Puisi-puisi Marsten L. Tarigan (Koran Tempo, 09-10 Desember 2017)
![Jalan Panjang Sebuah Hikayat ilustrasi Google.jpg](https://ruangsastra.com/wp-content/uploads/2017/12/jalan-panjang-sebuah-hikayat-ilustrasi-google.jpg)
Jalan Panjang Sebuah Hikayat ilustrasi Google
Jalan Panjang Sebuah Hikayat
Buk jadi ijuk, dareh jadi lau, kesah jadi angin,
daging jadi taneh, tulan jadi batu,
tendi mulih ku Dibata Simada Tenuang *
Membaca adalah ketika kau percaya bahwa
sebuah perjalanan panjang dapat kau temukan
dalam sekumpulan kata-kata. Di sini, kami mulai
ucapkan tabas, mantra penolak bala dan harum
sihir, sirih yang sempurna membungkus pecahan
pinang dan biji-biji kapur. Kami hanya duduk
membaca kitab-kitab yang kami sebut Turi-Turin
Tembe Doni Nina Nininta Kalak Karo. Kami
hanya duduk, menyaksikan terakota berlapis-
lapis menyembunyikan bau tanah.
Sajak ini, seakan hikayat leluhur terus lewat,
terus datang dan pergi, silih berganti dengan
gerak mesin pembangun kota. Sebab matahari
akan tenggelam juga sepanjang siang. Setelah
hari ganjil itu, orang-orang berdiri sama tegak
dengan gedung, orang-orang berjalan kian
kemari tanpa sepatah kata pernah ia ingat telah
terbaca. Seperti tulah, kami hanya tertawan
dalam pohon-pohon, rengkahan batu dan air
sungai yang mengalir.
Kami hanya ingin pergi bersama gersik pasir
dan darah laut leluhur yang kalut, mencari
bahasa bagi mantra penolak bala, bunyi panjang
memanggil seseorang, cara memanggil piaraan
dan menghalau burung-burung. Kami tak lagi
membaca, seperti sekian kali kehilangan tanda
baca, saat orang-orang telah berhenti berdoa dan
hanya bicara tentang waktu yang mereka sebut
hari depan. Kemana akan kami cari, hikayat yang
tak mengusik kami dari belakang, cakap lumat
yang terlalu panjang lewat sekali helaan nafas.
Kandang Singa, 2017
* falsafah masyarakat Karo mengenai kematian
Di Tanah Karo Pengrengret Diturunkan
/1/
Pada mulanya kami adalah tubuh yang tak
memahami mimpi, tak memaknai bahwa yang
luhur berdiam dalam diri kami. Maka di lembah
dan perbukitan tanah karo, Dibata Si Mada
Tenuang telah menurunkan pelindung bagi kami
yang papa terbelenggu oleh indria dan tak biasa
mencari hakikat manusia.
Sejak itu, segala tulah, akan dikembalikan pada
doa-doa dan tabas. Dari segala yang terpisah,
akan bertemu kepala dengan kepala juga. Kami
pun menemukan keberanian pada warna merah,
kesucian pada warna putih dan kemurnian pada
warna hitam lewat pucuk-pucuk sirih, biji-biji
kapur dan buah gambir.
/2/
Telah kami baca hikayat tentang ikatan lewat
cicak bertubuh wajik, berkepala dua yang
mendiami rumah, pelindung kami. Berabad-abad
lampau ia telah menjadi penunjuk jalan bagi yang
berjalan dalam kelindan sesat hutan. Muasal likat
tatanan hidup telah ia rumuskan lewat petala
Rakut Si telu: Kalimbubu, Senina, Anak Beru.

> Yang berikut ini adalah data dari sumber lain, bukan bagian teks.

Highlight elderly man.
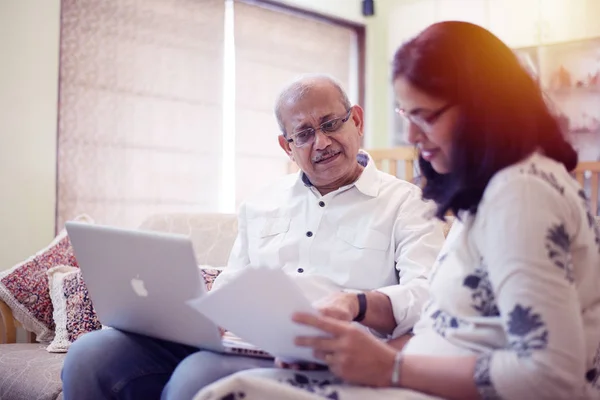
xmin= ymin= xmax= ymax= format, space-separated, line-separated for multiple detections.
xmin=62 ymin=76 xmax=443 ymax=400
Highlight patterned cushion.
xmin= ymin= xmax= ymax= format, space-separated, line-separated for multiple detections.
xmin=0 ymin=216 xmax=91 ymax=342
xmin=46 ymin=265 xmax=102 ymax=353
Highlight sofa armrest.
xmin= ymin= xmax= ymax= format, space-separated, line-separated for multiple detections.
xmin=0 ymin=300 xmax=19 ymax=344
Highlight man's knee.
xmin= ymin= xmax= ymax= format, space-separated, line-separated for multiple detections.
xmin=63 ymin=329 xmax=127 ymax=376
xmin=162 ymin=351 xmax=273 ymax=400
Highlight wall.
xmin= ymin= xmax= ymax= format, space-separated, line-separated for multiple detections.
xmin=384 ymin=0 xmax=600 ymax=146
xmin=0 ymin=0 xmax=60 ymax=270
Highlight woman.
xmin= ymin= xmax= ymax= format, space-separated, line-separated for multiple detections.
xmin=193 ymin=22 xmax=600 ymax=400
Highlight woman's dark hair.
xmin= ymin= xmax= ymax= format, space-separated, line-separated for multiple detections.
xmin=392 ymin=21 xmax=577 ymax=219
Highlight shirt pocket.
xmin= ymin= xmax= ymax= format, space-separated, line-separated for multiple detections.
xmin=330 ymin=226 xmax=394 ymax=290
xmin=337 ymin=226 xmax=390 ymax=251
xmin=248 ymin=217 xmax=291 ymax=267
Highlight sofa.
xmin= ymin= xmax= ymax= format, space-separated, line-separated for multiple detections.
xmin=0 ymin=214 xmax=600 ymax=400
xmin=0 ymin=214 xmax=237 ymax=400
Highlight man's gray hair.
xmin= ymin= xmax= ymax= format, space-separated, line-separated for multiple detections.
xmin=275 ymin=74 xmax=352 ymax=136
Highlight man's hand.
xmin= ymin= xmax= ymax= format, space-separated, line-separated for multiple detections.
xmin=313 ymin=292 xmax=358 ymax=321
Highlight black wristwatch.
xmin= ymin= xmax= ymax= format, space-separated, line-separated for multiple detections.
xmin=353 ymin=293 xmax=367 ymax=322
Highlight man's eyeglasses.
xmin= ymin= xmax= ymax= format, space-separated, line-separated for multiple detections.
xmin=286 ymin=108 xmax=352 ymax=147
xmin=394 ymin=103 xmax=454 ymax=133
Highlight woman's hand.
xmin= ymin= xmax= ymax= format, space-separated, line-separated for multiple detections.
xmin=293 ymin=313 xmax=396 ymax=387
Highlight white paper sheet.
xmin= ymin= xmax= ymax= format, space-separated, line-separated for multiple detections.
xmin=188 ymin=267 xmax=327 ymax=364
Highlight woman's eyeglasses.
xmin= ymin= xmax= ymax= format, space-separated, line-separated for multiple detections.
xmin=394 ymin=103 xmax=454 ymax=133
xmin=286 ymin=108 xmax=352 ymax=147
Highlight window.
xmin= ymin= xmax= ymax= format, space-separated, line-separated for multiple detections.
xmin=57 ymin=0 xmax=363 ymax=229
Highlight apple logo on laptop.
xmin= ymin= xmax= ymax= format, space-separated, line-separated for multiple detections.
xmin=131 ymin=275 xmax=148 ymax=297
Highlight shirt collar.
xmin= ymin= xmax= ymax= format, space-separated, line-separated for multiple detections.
xmin=297 ymin=150 xmax=380 ymax=197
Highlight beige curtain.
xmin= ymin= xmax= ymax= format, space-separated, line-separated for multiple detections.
xmin=234 ymin=1 xmax=358 ymax=204
xmin=57 ymin=0 xmax=224 ymax=229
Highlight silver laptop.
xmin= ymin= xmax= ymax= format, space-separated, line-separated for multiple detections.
xmin=66 ymin=221 xmax=271 ymax=357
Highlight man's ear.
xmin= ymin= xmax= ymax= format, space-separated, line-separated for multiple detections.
xmin=279 ymin=135 xmax=296 ymax=162
xmin=350 ymin=104 xmax=365 ymax=137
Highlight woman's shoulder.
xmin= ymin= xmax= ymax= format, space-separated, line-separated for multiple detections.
xmin=483 ymin=153 xmax=577 ymax=201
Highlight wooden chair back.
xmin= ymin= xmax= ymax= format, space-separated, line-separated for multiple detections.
xmin=574 ymin=161 xmax=600 ymax=216
xmin=367 ymin=146 xmax=418 ymax=182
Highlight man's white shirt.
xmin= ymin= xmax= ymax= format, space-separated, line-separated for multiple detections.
xmin=213 ymin=152 xmax=444 ymax=336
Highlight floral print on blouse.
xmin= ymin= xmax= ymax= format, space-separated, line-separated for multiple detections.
xmin=405 ymin=153 xmax=600 ymax=400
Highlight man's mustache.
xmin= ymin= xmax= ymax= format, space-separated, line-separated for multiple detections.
xmin=313 ymin=150 xmax=341 ymax=162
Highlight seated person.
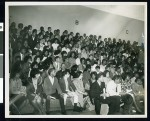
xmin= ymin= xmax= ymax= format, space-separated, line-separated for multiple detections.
xmin=90 ymin=75 xmax=105 ymax=115
xmin=43 ymin=68 xmax=66 ymax=114
xmin=59 ymin=70 xmax=80 ymax=111
xmin=106 ymin=75 xmax=133 ymax=114
xmin=27 ymin=69 xmax=45 ymax=114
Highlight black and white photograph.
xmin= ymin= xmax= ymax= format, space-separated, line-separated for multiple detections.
xmin=5 ymin=2 xmax=147 ymax=118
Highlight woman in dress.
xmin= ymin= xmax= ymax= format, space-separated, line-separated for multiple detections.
xmin=73 ymin=71 xmax=88 ymax=108
xmin=27 ymin=69 xmax=45 ymax=114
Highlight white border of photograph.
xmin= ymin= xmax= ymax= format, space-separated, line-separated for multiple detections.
xmin=0 ymin=78 xmax=3 ymax=103
xmin=5 ymin=2 xmax=147 ymax=118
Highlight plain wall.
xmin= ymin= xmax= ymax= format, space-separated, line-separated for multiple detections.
xmin=9 ymin=5 xmax=144 ymax=42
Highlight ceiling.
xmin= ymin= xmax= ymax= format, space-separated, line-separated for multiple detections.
xmin=83 ymin=5 xmax=146 ymax=21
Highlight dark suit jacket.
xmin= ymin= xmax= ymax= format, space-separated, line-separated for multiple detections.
xmin=59 ymin=78 xmax=76 ymax=93
xmin=43 ymin=76 xmax=62 ymax=95
xmin=90 ymin=81 xmax=105 ymax=98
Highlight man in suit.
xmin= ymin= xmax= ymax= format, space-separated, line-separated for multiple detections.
xmin=43 ymin=68 xmax=66 ymax=114
xmin=59 ymin=70 xmax=80 ymax=111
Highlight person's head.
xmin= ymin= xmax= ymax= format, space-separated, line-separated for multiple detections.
xmin=86 ymin=58 xmax=91 ymax=65
xmin=78 ymin=53 xmax=81 ymax=58
xmin=48 ymin=68 xmax=56 ymax=77
xmin=71 ymin=64 xmax=78 ymax=72
xmin=43 ymin=49 xmax=49 ymax=56
xmin=47 ymin=41 xmax=52 ymax=47
xmin=70 ymin=52 xmax=76 ymax=58
xmin=48 ymin=27 xmax=52 ymax=32
xmin=15 ymin=56 xmax=21 ymax=62
xmin=91 ymin=71 xmax=97 ymax=80
xmin=135 ymin=78 xmax=143 ymax=85
xmin=134 ymin=72 xmax=139 ymax=78
xmin=102 ymin=59 xmax=107 ymax=65
xmin=23 ymin=40 xmax=28 ymax=47
xmin=28 ymin=25 xmax=32 ymax=30
xmin=62 ymin=70 xmax=70 ymax=79
xmin=31 ymin=62 xmax=38 ymax=69
xmin=116 ymin=67 xmax=121 ymax=73
xmin=97 ymin=73 xmax=104 ymax=82
xmin=21 ymin=47 xmax=26 ymax=54
xmin=35 ymin=50 xmax=41 ymax=56
xmin=55 ymin=56 xmax=60 ymax=62
xmin=125 ymin=73 xmax=130 ymax=81
xmin=32 ymin=29 xmax=37 ymax=36
xmin=40 ymin=26 xmax=44 ymax=31
xmin=89 ymin=54 xmax=94 ymax=60
xmin=30 ymin=68 xmax=40 ymax=79
xmin=112 ymin=75 xmax=120 ymax=84
xmin=95 ymin=66 xmax=100 ymax=72
xmin=54 ymin=38 xmax=58 ymax=43
xmin=14 ymin=69 xmax=20 ymax=78
xmin=61 ymin=63 xmax=66 ymax=71
xmin=35 ymin=42 xmax=40 ymax=49
xmin=80 ymin=58 xmax=85 ymax=64
xmin=18 ymin=23 xmax=23 ymax=29
xmin=74 ymin=71 xmax=83 ymax=80
xmin=24 ymin=56 xmax=32 ymax=63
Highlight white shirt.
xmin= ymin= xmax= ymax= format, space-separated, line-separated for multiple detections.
xmin=64 ymin=79 xmax=69 ymax=91
xmin=62 ymin=47 xmax=70 ymax=53
xmin=76 ymin=58 xmax=80 ymax=65
xmin=106 ymin=80 xmax=121 ymax=96
xmin=48 ymin=76 xmax=54 ymax=85
xmin=100 ymin=65 xmax=106 ymax=72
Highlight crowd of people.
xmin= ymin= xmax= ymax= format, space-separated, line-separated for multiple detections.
xmin=9 ymin=22 xmax=144 ymax=115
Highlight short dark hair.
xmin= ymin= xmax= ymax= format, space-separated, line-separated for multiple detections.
xmin=30 ymin=69 xmax=40 ymax=78
xmin=95 ymin=66 xmax=100 ymax=69
xmin=55 ymin=56 xmax=60 ymax=60
xmin=31 ymin=61 xmax=38 ymax=69
xmin=73 ymin=71 xmax=82 ymax=78
xmin=62 ymin=69 xmax=70 ymax=77
xmin=112 ymin=75 xmax=120 ymax=81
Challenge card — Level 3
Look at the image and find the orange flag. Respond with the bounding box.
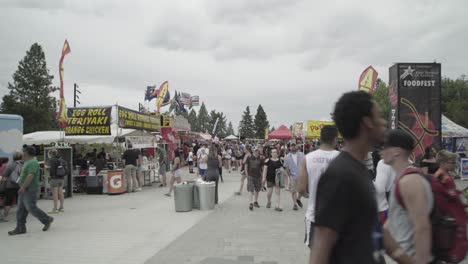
[358,66,379,94]
[57,40,71,129]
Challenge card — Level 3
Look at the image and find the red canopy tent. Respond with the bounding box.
[268,125,293,139]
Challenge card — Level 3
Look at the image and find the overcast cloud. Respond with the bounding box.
[0,0,468,130]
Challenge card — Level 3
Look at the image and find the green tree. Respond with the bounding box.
[197,103,211,133]
[239,106,255,138]
[254,105,270,139]
[372,78,390,120]
[226,121,235,136]
[1,43,58,133]
[442,75,468,127]
[188,109,200,132]
[208,110,227,138]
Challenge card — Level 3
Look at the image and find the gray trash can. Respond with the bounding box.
[197,182,216,210]
[174,184,193,212]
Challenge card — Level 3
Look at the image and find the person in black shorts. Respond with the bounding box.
[310,91,386,264]
[263,149,284,212]
[245,148,263,211]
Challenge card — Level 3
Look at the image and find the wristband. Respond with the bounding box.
[390,248,405,260]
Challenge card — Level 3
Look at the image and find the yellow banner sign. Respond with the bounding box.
[307,120,335,139]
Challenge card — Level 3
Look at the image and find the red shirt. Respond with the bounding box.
[434,169,456,189]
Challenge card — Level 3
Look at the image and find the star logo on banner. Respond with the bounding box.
[400,66,415,79]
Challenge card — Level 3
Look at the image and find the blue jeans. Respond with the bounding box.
[16,189,50,231]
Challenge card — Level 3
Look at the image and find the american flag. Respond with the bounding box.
[180,93,191,105]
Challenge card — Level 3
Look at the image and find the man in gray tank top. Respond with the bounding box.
[382,130,433,264]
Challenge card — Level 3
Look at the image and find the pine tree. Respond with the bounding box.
[209,110,226,138]
[239,106,255,138]
[197,103,211,133]
[254,105,270,139]
[1,43,58,133]
[188,109,200,132]
[226,121,234,136]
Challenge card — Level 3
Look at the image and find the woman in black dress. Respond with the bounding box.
[205,144,223,204]
[263,149,283,212]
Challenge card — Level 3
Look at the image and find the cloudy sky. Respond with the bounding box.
[0,0,468,130]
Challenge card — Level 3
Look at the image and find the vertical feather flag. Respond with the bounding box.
[57,40,71,129]
[358,66,379,94]
[156,81,169,113]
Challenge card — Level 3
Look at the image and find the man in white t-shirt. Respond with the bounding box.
[298,126,340,248]
[374,160,396,225]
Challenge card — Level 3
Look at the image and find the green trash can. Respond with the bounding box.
[196,182,216,210]
[174,184,193,212]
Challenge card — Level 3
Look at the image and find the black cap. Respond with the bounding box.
[23,146,36,156]
[384,129,415,151]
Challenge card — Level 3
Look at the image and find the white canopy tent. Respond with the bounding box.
[23,124,154,145]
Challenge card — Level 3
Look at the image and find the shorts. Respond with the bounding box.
[3,188,19,206]
[49,179,64,188]
[159,163,166,175]
[304,220,314,248]
[289,177,297,192]
[247,176,262,192]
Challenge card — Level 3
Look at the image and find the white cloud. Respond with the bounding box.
[0,0,468,127]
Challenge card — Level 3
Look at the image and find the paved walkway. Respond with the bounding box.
[0,167,468,264]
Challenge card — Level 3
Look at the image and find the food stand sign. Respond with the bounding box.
[65,107,112,136]
[118,106,161,131]
[107,170,125,194]
[307,120,335,139]
[460,159,468,180]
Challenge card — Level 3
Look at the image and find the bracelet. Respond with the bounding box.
[390,248,405,259]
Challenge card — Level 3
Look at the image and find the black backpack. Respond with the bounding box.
[55,158,68,178]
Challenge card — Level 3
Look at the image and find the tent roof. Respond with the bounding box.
[224,135,238,140]
[442,115,468,137]
[23,124,152,145]
[268,125,293,139]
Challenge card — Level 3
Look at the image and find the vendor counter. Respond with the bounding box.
[73,163,160,194]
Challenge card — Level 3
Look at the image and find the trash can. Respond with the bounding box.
[197,182,216,210]
[193,184,200,209]
[174,184,193,212]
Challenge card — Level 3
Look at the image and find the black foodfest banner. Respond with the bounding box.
[117,106,161,131]
[65,107,112,136]
[389,63,442,157]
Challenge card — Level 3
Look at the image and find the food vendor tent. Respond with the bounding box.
[23,124,154,145]
[268,125,293,139]
[224,135,238,140]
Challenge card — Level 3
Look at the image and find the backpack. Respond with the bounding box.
[55,158,67,178]
[395,168,468,263]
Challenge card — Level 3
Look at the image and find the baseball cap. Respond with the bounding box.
[384,129,415,151]
[23,146,36,156]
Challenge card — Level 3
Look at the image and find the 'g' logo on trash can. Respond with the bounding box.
[109,174,122,189]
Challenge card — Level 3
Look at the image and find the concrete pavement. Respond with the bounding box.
[0,167,468,264]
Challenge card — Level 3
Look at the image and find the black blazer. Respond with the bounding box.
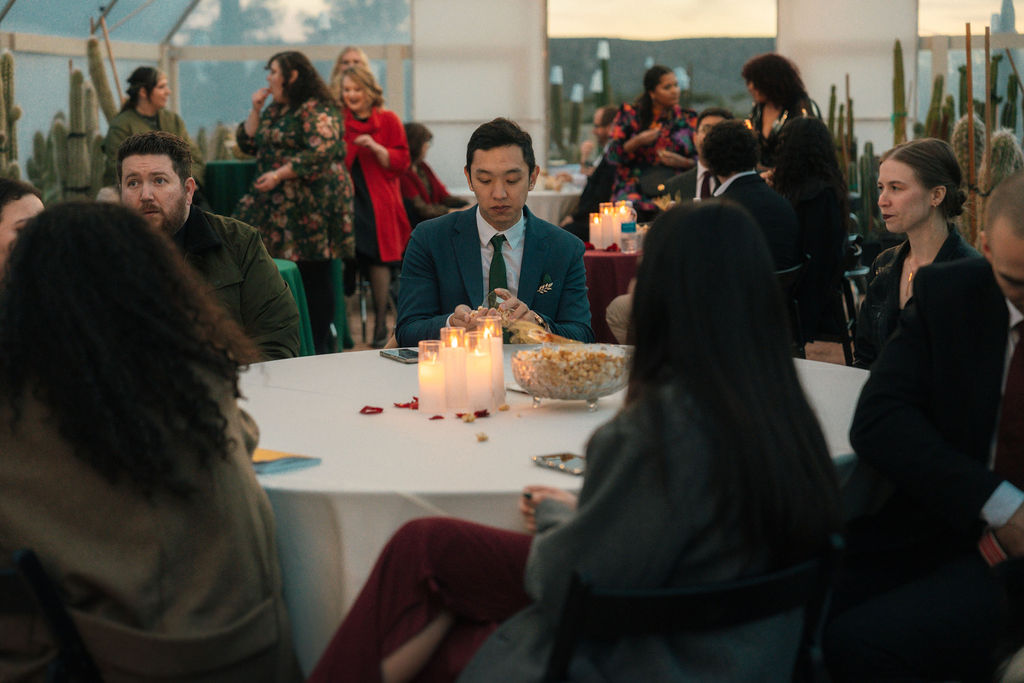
[850,258,1010,548]
[721,174,803,270]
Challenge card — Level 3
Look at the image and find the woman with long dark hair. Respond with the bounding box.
[310,201,842,683]
[0,203,298,683]
[234,51,354,353]
[103,67,205,185]
[853,137,981,368]
[607,65,697,219]
[771,117,849,341]
[741,52,821,168]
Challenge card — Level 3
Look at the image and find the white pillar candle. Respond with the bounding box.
[466,330,495,411]
[481,313,507,408]
[441,328,469,413]
[418,339,445,418]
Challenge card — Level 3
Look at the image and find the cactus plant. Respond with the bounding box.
[950,114,985,183]
[85,37,120,123]
[978,128,1024,196]
[999,74,1020,130]
[925,75,944,137]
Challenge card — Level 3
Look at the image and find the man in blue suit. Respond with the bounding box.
[395,119,594,346]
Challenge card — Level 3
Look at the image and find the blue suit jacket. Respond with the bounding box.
[395,205,594,346]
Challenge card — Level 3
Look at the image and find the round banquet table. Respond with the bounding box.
[242,346,867,674]
[449,185,580,225]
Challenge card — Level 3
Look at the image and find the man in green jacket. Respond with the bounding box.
[118,131,299,360]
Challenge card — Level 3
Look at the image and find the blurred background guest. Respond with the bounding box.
[853,137,981,368]
[309,202,842,683]
[741,52,821,168]
[0,203,300,683]
[559,104,617,242]
[401,123,469,227]
[328,45,370,102]
[0,178,43,269]
[341,66,412,348]
[103,67,205,185]
[234,51,354,353]
[772,117,849,341]
[607,65,696,221]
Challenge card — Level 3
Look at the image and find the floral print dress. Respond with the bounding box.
[234,99,355,261]
[607,104,697,211]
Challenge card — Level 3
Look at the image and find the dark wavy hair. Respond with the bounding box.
[121,67,164,112]
[701,119,758,177]
[772,117,849,216]
[466,117,537,173]
[634,65,673,130]
[406,121,434,164]
[879,137,967,221]
[265,50,340,109]
[0,202,258,496]
[627,200,842,562]
[741,52,809,110]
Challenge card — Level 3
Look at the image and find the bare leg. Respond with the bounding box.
[381,611,455,683]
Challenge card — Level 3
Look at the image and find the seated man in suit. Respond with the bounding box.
[395,119,594,346]
[825,173,1024,681]
[664,106,732,200]
[703,121,803,270]
[560,104,618,242]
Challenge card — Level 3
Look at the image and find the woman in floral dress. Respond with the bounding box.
[608,65,697,219]
[234,51,354,353]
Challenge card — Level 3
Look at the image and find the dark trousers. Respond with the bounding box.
[308,517,532,683]
[296,261,335,353]
[824,520,1007,681]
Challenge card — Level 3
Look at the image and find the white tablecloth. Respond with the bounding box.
[242,347,867,673]
[449,185,580,225]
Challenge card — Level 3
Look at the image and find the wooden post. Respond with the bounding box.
[965,22,978,245]
[99,16,125,106]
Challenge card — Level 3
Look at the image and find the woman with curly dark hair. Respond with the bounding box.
[234,51,355,353]
[772,117,849,341]
[0,203,299,682]
[608,65,697,220]
[741,52,821,168]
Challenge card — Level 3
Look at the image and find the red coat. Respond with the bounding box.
[345,106,412,263]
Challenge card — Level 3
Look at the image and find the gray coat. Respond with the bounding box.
[459,391,802,683]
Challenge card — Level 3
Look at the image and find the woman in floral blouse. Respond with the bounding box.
[608,65,697,218]
[234,51,354,353]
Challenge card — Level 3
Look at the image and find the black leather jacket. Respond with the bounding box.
[853,225,981,369]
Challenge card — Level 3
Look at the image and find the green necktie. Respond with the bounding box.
[487,233,509,292]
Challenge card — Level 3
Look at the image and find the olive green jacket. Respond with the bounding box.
[174,207,299,360]
[103,109,205,186]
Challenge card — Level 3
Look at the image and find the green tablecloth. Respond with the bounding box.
[273,258,313,355]
[273,258,354,355]
[203,160,256,216]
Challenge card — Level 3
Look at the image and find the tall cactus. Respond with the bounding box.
[893,40,906,144]
[925,74,944,137]
[65,69,91,197]
[85,37,120,123]
[978,128,1024,196]
[999,74,1020,130]
[950,114,985,183]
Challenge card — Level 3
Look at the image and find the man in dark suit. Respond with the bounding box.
[560,104,618,242]
[825,173,1024,680]
[703,121,803,270]
[663,106,732,200]
[395,119,594,346]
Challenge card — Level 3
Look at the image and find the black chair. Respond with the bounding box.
[544,533,844,683]
[0,550,103,683]
[775,254,810,358]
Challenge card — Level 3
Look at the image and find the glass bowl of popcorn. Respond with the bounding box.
[512,344,631,411]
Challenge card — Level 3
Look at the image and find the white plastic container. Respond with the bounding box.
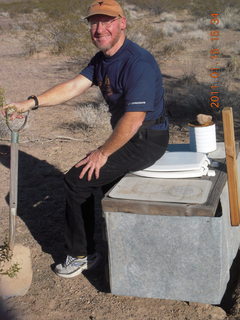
[189,122,217,153]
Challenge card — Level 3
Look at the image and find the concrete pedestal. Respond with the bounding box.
[103,144,240,304]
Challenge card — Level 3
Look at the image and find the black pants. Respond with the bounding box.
[65,129,168,256]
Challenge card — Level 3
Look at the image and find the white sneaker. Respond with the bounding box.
[54,253,100,278]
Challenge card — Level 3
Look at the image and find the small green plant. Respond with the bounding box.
[0,88,5,108]
[0,241,21,278]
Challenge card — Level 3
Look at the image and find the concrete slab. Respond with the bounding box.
[103,144,240,304]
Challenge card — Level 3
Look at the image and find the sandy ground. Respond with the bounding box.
[0,11,240,320]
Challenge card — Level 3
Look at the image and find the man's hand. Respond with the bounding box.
[1,100,33,120]
[75,149,108,181]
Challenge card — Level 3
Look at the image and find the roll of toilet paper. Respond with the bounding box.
[189,123,217,153]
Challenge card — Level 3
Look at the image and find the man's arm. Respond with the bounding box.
[76,112,146,181]
[3,75,92,112]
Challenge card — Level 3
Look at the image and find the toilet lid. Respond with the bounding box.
[144,151,210,171]
[132,151,210,179]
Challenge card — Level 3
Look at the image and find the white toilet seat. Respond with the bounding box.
[132,151,210,179]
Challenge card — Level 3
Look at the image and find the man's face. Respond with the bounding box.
[89,15,126,55]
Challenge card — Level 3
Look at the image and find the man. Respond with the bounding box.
[1,0,168,278]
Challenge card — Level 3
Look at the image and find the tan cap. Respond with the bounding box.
[85,0,124,19]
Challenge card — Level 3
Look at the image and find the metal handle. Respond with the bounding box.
[6,106,29,132]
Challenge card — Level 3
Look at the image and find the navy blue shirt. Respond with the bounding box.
[80,39,168,130]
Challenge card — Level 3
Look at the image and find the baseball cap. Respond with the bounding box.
[85,0,124,19]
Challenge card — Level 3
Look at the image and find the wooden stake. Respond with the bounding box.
[222,107,240,226]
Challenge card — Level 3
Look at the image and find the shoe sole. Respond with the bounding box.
[54,256,100,279]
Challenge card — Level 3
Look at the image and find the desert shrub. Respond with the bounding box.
[72,102,110,130]
[188,0,240,17]
[0,88,9,137]
[130,0,189,14]
[218,7,240,30]
[160,40,185,57]
[127,19,163,52]
[162,21,183,36]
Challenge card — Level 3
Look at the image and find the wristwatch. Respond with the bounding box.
[28,96,39,110]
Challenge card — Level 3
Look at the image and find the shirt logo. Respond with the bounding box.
[98,76,113,96]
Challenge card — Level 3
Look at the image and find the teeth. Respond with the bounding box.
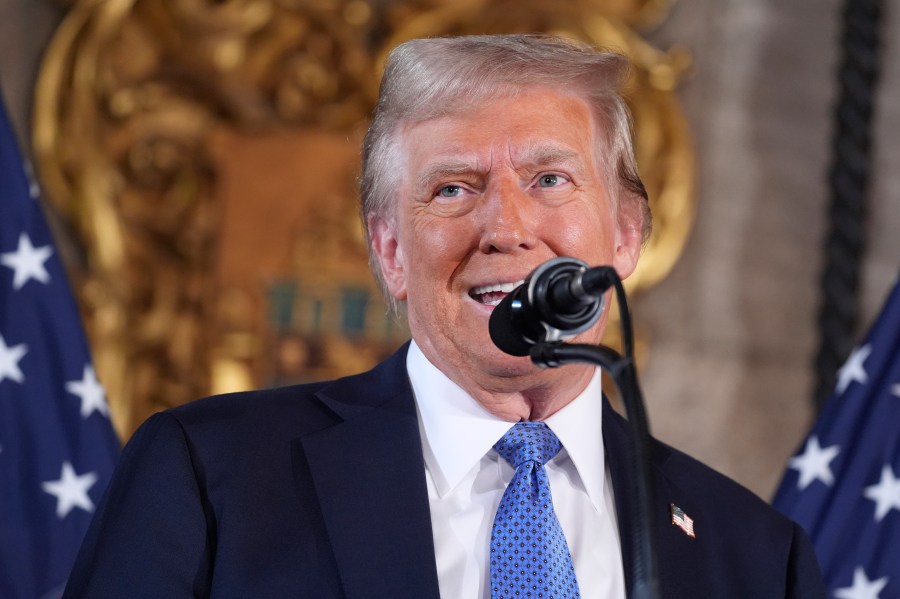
[472,280,525,295]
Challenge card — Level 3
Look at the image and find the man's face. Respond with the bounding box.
[370,88,640,393]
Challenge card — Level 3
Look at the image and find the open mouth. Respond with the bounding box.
[469,281,525,306]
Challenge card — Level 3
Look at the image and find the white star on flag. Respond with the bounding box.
[41,462,97,519]
[790,436,841,491]
[865,464,900,522]
[0,335,28,383]
[836,343,872,393]
[0,233,53,291]
[834,567,888,599]
[66,364,109,418]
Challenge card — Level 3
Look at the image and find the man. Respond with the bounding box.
[66,36,824,599]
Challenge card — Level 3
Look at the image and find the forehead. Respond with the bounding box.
[400,88,597,176]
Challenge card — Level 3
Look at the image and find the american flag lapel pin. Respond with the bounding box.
[669,503,697,539]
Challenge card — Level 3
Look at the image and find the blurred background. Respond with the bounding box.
[0,0,900,499]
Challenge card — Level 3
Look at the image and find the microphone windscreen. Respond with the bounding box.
[488,295,532,356]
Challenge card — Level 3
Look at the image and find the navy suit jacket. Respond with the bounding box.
[65,347,824,599]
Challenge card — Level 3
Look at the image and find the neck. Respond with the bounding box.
[464,366,594,422]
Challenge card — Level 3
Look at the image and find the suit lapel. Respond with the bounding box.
[300,351,439,599]
[603,400,709,597]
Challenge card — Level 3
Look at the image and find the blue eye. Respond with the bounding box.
[538,175,562,187]
[435,185,462,198]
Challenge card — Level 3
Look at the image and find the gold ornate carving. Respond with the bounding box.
[34,0,693,436]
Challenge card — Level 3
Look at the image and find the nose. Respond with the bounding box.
[479,182,537,254]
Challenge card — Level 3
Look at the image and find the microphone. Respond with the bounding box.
[488,256,616,356]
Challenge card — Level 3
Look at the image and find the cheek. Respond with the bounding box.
[542,205,616,266]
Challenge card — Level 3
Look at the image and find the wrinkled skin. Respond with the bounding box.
[369,88,641,422]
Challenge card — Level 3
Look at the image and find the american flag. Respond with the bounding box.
[669,503,697,539]
[0,96,119,599]
[773,279,900,599]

Segala dongeng tentang gergasi dan begu
meganjang telah ia patahkan dengan gerak dua
belas jemarinya. Bergerak dengan berbagai jurus
dengan sentuhan paling jitu di tiap jejaknya.
Maka kini ia telah dibebaskan menghuni dinding
rumah kami, pada kesempurnaan makna dalam
keabadian, yang awal kali kami bayangkan
sebelum ini.
Kandang Singa, 2017
Marsten L. Tarigan. Lahir di Pematangsiantar, Sumatera Utara, 23 Februari 1991. Buku kumpulan puisinya Mengupak Api yang Hampir Padam (2016).